Tag: Hardware Fault

  • Exadata: Clear Hardware Fault Post Hardware Replacement

    Introduction


    I was working on a hardware (Processor) failure on Exadata X5-2 Compute node. There was an Automatic SR generated for the hardware failure, Oracle Field Engineer contacted us for hardware  replacement and replaced the faulty hardware. Everything went smooth until this point. But we noticed that even after the hardware replacement the fault was not cleared automatically. So we ended up clearing the hardware fault manually.


    In this article I will demonstrate how to clear a hardware (Processor) fault manually. The same steps can be used for clearing all type of faulty hardware by replacing the hardware name/path.

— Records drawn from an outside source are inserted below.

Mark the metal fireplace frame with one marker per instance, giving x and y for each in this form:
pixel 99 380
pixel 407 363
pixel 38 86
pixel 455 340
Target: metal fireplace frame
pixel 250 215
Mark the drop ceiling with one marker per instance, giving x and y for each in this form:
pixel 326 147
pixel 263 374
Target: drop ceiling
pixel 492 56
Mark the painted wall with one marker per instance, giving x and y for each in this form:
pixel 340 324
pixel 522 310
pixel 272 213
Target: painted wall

    • To identify faulty hardware, execute the ILOM following command:

    [root@dm01db01 ~]# ipmitool sunoem cli “show -d properties -level all /SYS/MB fault_state==Faulted”
    Connected. Use ^D to exit.
    -> show -d properties -level all /SYS/MB fault_state==Faulted
      /SYS/MB/P1
        Properties:
            type = Host Processor
            ipmi_name = MB/P1
            fru_name = Intel(R) Xeon(R) CPU E5-2630 v3 @ 2.40GHz
            fru_version = 02
            fru_part_number = 060F
            fault_state = Faulted
            clear_fault_action = (none)




    -> Session closed
    Disconnected


    From the output above we can see that Processor P1 (/SYS/MS/P1) is faulty and replacement.

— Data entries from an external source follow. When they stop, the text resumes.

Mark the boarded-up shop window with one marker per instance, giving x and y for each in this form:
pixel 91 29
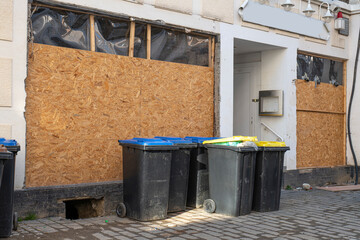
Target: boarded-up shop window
pixel 174 46
pixel 112 36
pixel 323 69
pixel 61 28
pixel 140 40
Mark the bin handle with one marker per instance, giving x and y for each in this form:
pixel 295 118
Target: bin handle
pixel 271 130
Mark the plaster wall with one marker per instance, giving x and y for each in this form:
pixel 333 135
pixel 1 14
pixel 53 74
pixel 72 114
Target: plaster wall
pixel 278 68
pixel 13 48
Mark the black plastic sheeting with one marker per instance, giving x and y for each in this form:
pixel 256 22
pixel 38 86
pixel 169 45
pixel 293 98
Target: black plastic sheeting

    You can also check for hardware failures using Web ILOM



    Steps to Clear a hardware fault post hardware replacement:


    • Identify the hardware fault

    [root@dm01db01 ~]# ipmitool sunoem cli “show -d properties -level all /SYS/MB fault_state==Faulted”
    Connected. Use ^D to exit.
    -> show -d properties -level all /SYS/MB fault_state==Faulted
      /SYS/MB/P1
        Properties:
            type = Host Processor
            ipmi_name = MB/P1
            fru_name = Intel(R) Xeon(R) CPU E5-2630 v3 @ 2.40GHz
            fru_version = 02
            fru_part_number = 060F
            fault_state = Faulted
            clear_fault_action = (none)




    -> Session closed
    Disconnected


    • Connect to problematic Compute node ILOM

    [root@dm01db01 ~]# ssh dm01db01-ilom
    The authenticity of host ‘dm01db01-ilom (10.10.10.11)’ can’t be established.
    RSA key fingerprint is 52:45:af:c4:08:29:c4:6a:15:d9:5f:6d:14:cb:23:b1.
    Are you sure you want to continue connecting (yes/no)? yes
    Warning: Permanently added ‘dm01db01-ilom,10.10.10.11’ (RSA) to the list of known hosts.
    Password:


    Oracle(R) Integrated Lights Out Manager


    Version 3.2.8.24 r114580


    Copyright (c) 2016, Oracle and/or its affiliates. All rights reserved.


    Warning: HTTPS certificate is set to factory default.


    Hostname: dm01db01-ilom


    -> show -d properties -level all /SYS/MB fault_state==Faulted
      /SYS/MB/P1
        Properties:
            type = Host Processor
            ipmi_name = MB/P1
            fru_name = Intel(R) Xeon(R) CPU E5-2630 v3 @ 2.40GHz
            fru_version = 02
            fru_part_number = 060F
            fault_state = Faulted
            clear_fault_action = (none)


    • Execute the following command to clear the fault

    -> set /SYS/MB/P1 clear_fault_action=true
    Are you sure you want to clear /SYS/MB/P1 (y/n)? y
    Set ‘clear_fault_action’ to ‘true’


    • Verify the fault is cleared

    -> show -d properties -level all /SYS/MB fault_state==Faulted
    show: Query found no matches.


    No Faulty hardware found.


    Verify from Web ILOM



    • Exit from ILOM

    -> exit
    Connection to dm01db01-ilom closed.
    [root@dm01db01 ~]#


    Conclusion


    In this article we have learned how to identify the hardware fault and clear it post hardware replacement.